Lloyd themselves still had no heavy presses for stamping body panels from sheet steel. Body panels were bought in, delivered in bare-metal form to the Lloyd factory in Bremen for finishing, assembly and painting. Most of the cars produced were LP400 Limousine (saloon/sedan) bodied cars. A LS400 Kombi (estate/station wagon) was also available along with an LK400 panel van. In September 1955 an LC400 Cabrio-Limousine (convertible) joined the range. The doors were hinged at the rear edge in every case.

==Commercial==
In 1953 the Lloyd LP400 (saloon/sedan) came with a manufacturer's recommended price of DM 3,780, while the Kombi was priced at DM 3,970. By September 1955, supported by that year's healthy sales volumes, and presumably in response to pressure from the market, the price of the LP400 was down to DM3,350, and the Kombi was offered at DM3,480. However, the small car market in West Germany was increasingly dominated by Volkswagen. In March 1954, the price of a standard Volkswagen was reduced from DM4,150 to DM3,950. Apart from a handful of exotic looking (and exotically priced) vehicles, the passenger cars produced by Volkswagen were all the same shape. The shape had been innovative twenty years earlier, but the architecture and look of the car had changed very little since. The approach of the Borgward Group could hardly have been more different. In 1955 the group produced 91,810 passenger cars, using three different brands and offering a wider range of models than any other West German manufacturer, with models replaced or substantially upgraded every few years. One result of these contrasting approaches was that it was Volkswagen that set the prices in what was still an acutely price sensitive market segment. In August 1955 the price of a standard Volkswagen came down again, to DM3,790, a level that it held till 1961. In order to maintain market share, competitors had little option other than leaving Volkswagen to set the benchmark prices on the domestic market.

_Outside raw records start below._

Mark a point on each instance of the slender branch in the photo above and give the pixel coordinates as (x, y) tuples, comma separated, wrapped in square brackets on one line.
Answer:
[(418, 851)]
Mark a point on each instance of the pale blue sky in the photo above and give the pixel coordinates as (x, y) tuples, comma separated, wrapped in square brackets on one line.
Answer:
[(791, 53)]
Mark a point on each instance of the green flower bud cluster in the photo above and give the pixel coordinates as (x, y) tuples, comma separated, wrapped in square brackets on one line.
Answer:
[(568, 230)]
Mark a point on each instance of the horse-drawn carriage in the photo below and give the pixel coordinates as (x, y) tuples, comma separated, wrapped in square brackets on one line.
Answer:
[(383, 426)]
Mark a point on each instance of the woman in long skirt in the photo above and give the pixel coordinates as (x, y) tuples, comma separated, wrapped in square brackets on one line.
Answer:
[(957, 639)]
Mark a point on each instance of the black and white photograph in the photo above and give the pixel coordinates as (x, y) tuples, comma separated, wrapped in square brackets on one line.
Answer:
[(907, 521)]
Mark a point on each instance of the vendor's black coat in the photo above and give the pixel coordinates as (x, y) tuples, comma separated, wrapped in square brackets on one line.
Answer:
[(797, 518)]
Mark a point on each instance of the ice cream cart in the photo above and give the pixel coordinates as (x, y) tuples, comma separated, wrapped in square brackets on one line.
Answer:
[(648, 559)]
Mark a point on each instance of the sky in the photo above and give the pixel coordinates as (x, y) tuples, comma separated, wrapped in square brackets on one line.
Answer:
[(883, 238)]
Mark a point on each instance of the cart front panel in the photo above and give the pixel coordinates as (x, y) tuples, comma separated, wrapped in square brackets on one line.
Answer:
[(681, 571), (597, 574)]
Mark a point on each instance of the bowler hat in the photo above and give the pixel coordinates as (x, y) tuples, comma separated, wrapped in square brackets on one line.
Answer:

The Lloyd 400 was nevertheless considered a commercial success. In 1955, production peaked, at 47,903 cars, which represented more than 50% of the cars produced by the entire Borgward Group in what turned out to be its best ever year, in terms of production volumes. Total production for the Lloyd 400 between 1953 and 1957 came out at 106,110 units. This enabled the Borgward Group to feature as West Germany's third largest automobile producer, behind only Volkswagen and Opel (and ahead of Ford and Mercedes-Benz). It is, however, salutary to note that even in 1955, Volkswagen produced 279,986 Volkswagen Beetles, representing more than five Beetles for every Lloyd 400 produced.